Дома, прослушав автоответчик, я слегка обалдела от количества звонивших. Не менее впечатлял список тех, кому я должна была позвонить. Телефон освободился в третьем часу ночи. Я потом еще долго не могла уснуть, прокручивая разговоры и события, которыми чересчур был наполнен сегодняшний день.


Я проснулась утром около восьми от храпа, сотрясавшего комнату. Не сразу сориентировалась, кто это и где я. Все оказалось просто, как раз, два, три. Храпел мой кот, развалившись в кресле. Ну, Ржавый, я тебе это еще припомню! Нельзя же так людей пугать. Мяучера это, однако, ничуть не волновало. Он просто дрых…

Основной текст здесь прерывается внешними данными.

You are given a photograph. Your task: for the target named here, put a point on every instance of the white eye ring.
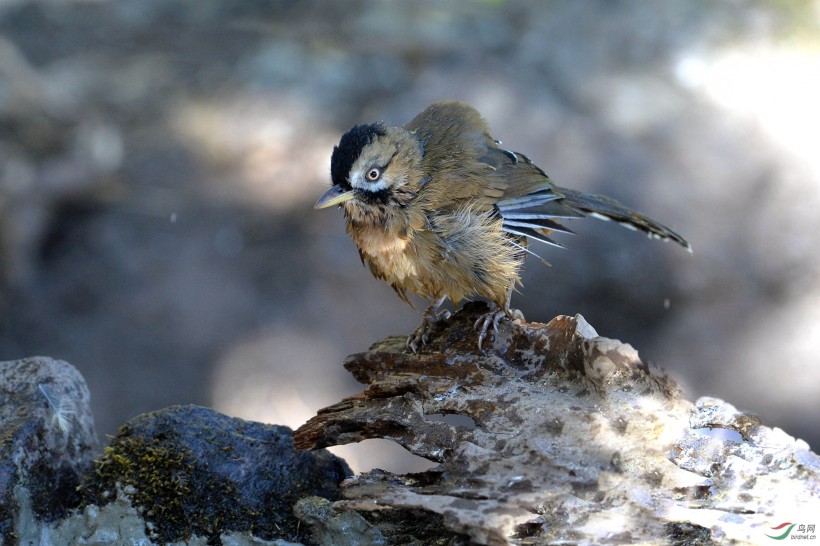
(373, 174)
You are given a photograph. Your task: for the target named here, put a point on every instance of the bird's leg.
(428, 320)
(494, 317)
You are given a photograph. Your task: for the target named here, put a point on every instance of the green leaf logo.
(786, 533)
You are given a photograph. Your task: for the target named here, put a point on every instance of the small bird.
(437, 208)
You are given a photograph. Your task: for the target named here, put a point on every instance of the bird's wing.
(464, 163)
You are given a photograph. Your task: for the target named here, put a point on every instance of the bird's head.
(375, 170)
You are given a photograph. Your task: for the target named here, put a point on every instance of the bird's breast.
(389, 255)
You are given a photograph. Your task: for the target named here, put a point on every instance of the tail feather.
(606, 208)
(533, 215)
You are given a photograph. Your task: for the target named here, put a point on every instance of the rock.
(554, 434)
(46, 441)
(330, 527)
(194, 473)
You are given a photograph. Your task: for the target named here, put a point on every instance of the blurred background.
(159, 161)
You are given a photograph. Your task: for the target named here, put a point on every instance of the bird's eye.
(374, 174)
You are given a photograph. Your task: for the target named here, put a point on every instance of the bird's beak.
(334, 196)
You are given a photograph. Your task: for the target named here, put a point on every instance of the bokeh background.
(159, 160)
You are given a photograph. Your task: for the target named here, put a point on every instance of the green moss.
(154, 478)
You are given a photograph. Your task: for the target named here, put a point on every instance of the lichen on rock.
(562, 435)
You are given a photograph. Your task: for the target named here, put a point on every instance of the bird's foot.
(421, 336)
(494, 317)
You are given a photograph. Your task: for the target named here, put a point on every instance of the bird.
(438, 208)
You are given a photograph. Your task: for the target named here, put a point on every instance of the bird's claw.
(494, 317)
(421, 336)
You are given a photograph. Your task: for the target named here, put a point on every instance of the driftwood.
(552, 434)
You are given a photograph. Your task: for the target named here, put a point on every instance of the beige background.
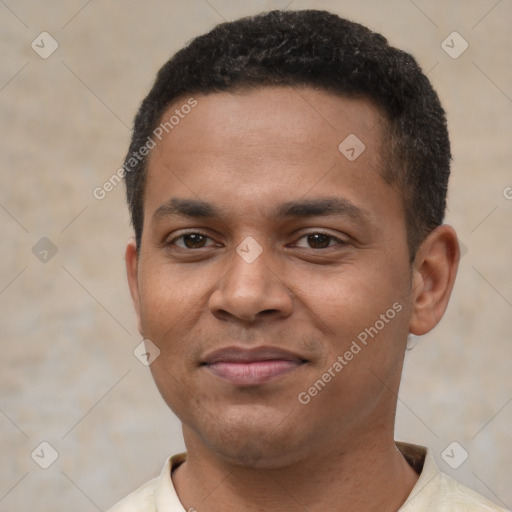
(68, 375)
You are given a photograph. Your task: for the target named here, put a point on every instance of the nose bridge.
(250, 285)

Пробуждение, как всегда, было мучительным. Но раскачиваться особо было некогда. Мне предстояло отписать шесть материалов. Они в принципе были готовы. Надо только сесть и оформить: расшифровать и отписать два интервью, две обзорные статьи и два блиц-опроса. Это же плоскожопие можно заработать!

К вечеру у меня отваливалась рука и было полное несварение мозгов. Когда коллега позвонила, чтобы узнать телефон Меньшова, я не сразу сообразила, кто ей нужен. В голове крутились три фамилии: Меньшов, Машков, Меньшиков. Но кто из них кто — я для себя тогда так и не смогла определить. С идентификацией у меня явно были проблемы.

— Ну, ты в записную книжку посмотри. Там фамилия Меньшов есть?

— Да. Вот, пиши.

— Слушай, кстати. Ты не знаешь, кто такой Грин?

— Есть Александр Грин. «Алые паруса написал». Есть Грэм Грин.

— Нет, он поет.

— Тогда не знаю.

— Ладно, я тебе потом как-нибудь позвоню. В общем, созвонюкаемся.

— Ну, звоняй, звоняй…


Сутки пролетели незаметно, спрессовавшись в какой-то большой неразделимый кусок. Было ощущение, что прошло дней десять. Дела позади, и можно побалбесничать. Стрелки показывали почти полночь. Но… Зазвонил телефон. Так пронзительно и резко, будто аппарат сам настаивал, чтобы сняли трубку.

— Здравствуй, это Белов. Нескромный вопрос: что ты делаешь завтра вечером?

— Это как звезды встанут.

— Я хотел бы предложить тебе поработать. Сегодня четверг. До начала следующей недели сделай интервью.

— Не обещаю, но попробую.

— Все-таки попробуй. Пиши телефон…

— Да… записала.

— Во вторник материал должен быть в редакции. Сделай, пожалуйста.

Что же это получается? Завтра — пятница. Надо сдать шесть материалов. Плюс «левое» интервью. Не слабо. Можно было, конечно, послать Белова куда подальше, но он из тех редакторов, которые не отстанут, пока не получат желаемое.